Warnung vor Vorverurteilung von Finanzinvestoren
Zeitungschefs stützen Holtzbrinck-Gruppe

Mehrere deutsche Verleger und Chefredakteure haben der Verlagsgruppe Georg von Holtzbrinck, zu der auch das Handelsblatt gehört, wegen des umstrittenen Verkaufs der „Berliner Zeitung“ an eine Investorengruppe den Rücken gestärkt. Auf den Münchner Medientagen sprachen sie sich gegen einer Vorverurteilung von Finanzinvestoren aus, die sich auf dem deutschen Zeitungsmarkt engagieren.

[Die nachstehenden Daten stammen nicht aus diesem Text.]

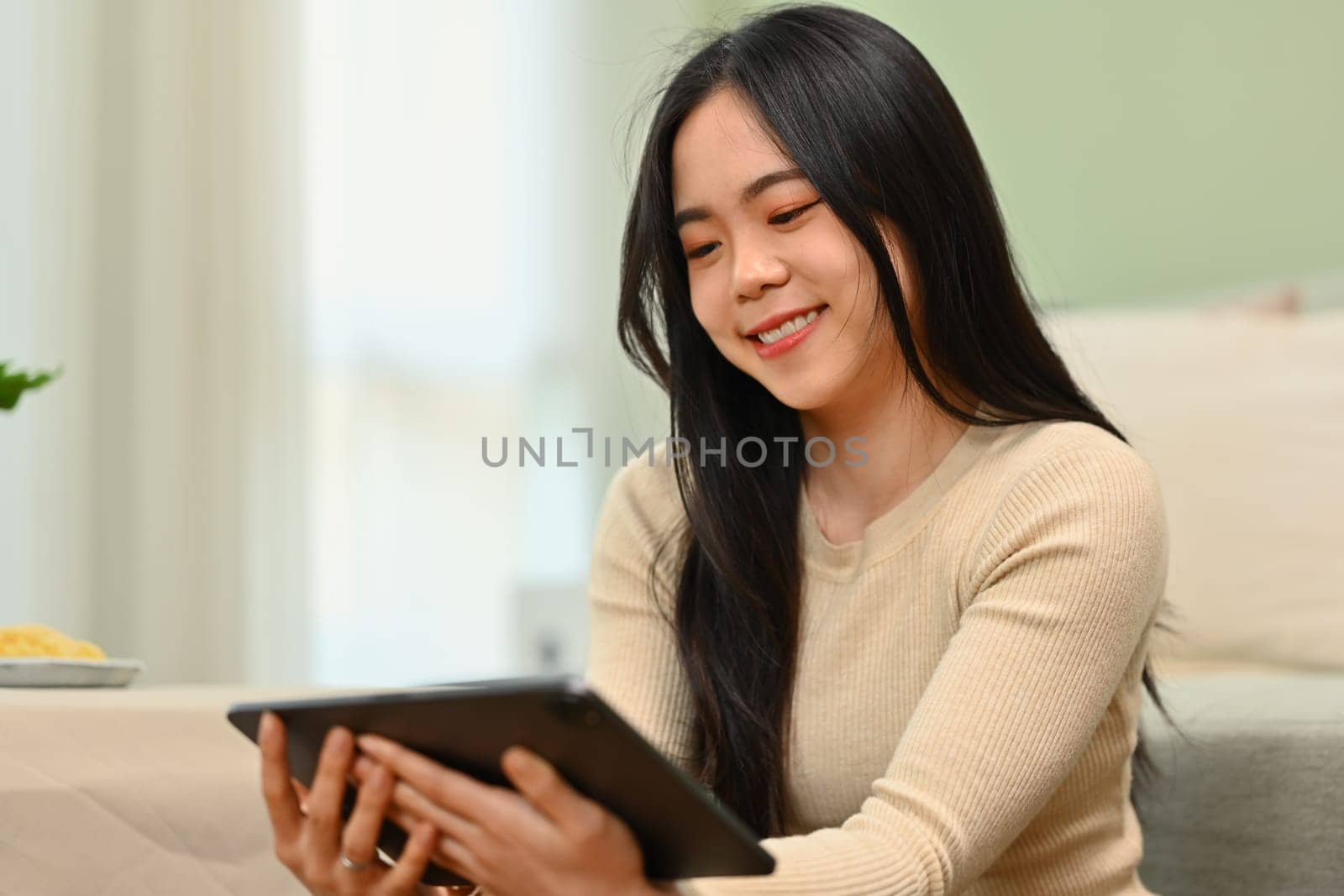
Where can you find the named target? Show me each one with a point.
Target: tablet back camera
(575, 710)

HB MÜNCHEN/HAMBURG. Verleger Dirk Ippen („Münchner Merkur“) sagte zum Verkauf an die britische Investorengruppe um Mecom-Chef David Montgomery: „Ich sehe es als nicht bedrohlich an. Montgomery ist ein seriöser, hart arbeitender Verleger.“ Der Chefredakteur der „Bild am Sonntag“, Claus Strunz, sagte: „Das Engagement der Finanzinvestoren hat einen positiven Effekt.“

Journalisten und Schriftsteller hatten den Verkauf der „Berliner Zeitung“ in Aufrufen scharf kritisiert. Hans Werner Kilz, Chefredakteur der „Süddeutschen Zeitung“, zeigte dafür wenig Verständnis. „Diese Vorverurteilung ist unangemessen“, sagte er. Auf dem gestrigen Printgipfel in München wurde das Engagement von Investoren im deutschen Zeitungsgeschäft ausdrücklich gelobt. „Es ist ein positives Signal, dass Ausländer in Deutschlands Medien investieren“, sagte Zeitungsverleger Ippen.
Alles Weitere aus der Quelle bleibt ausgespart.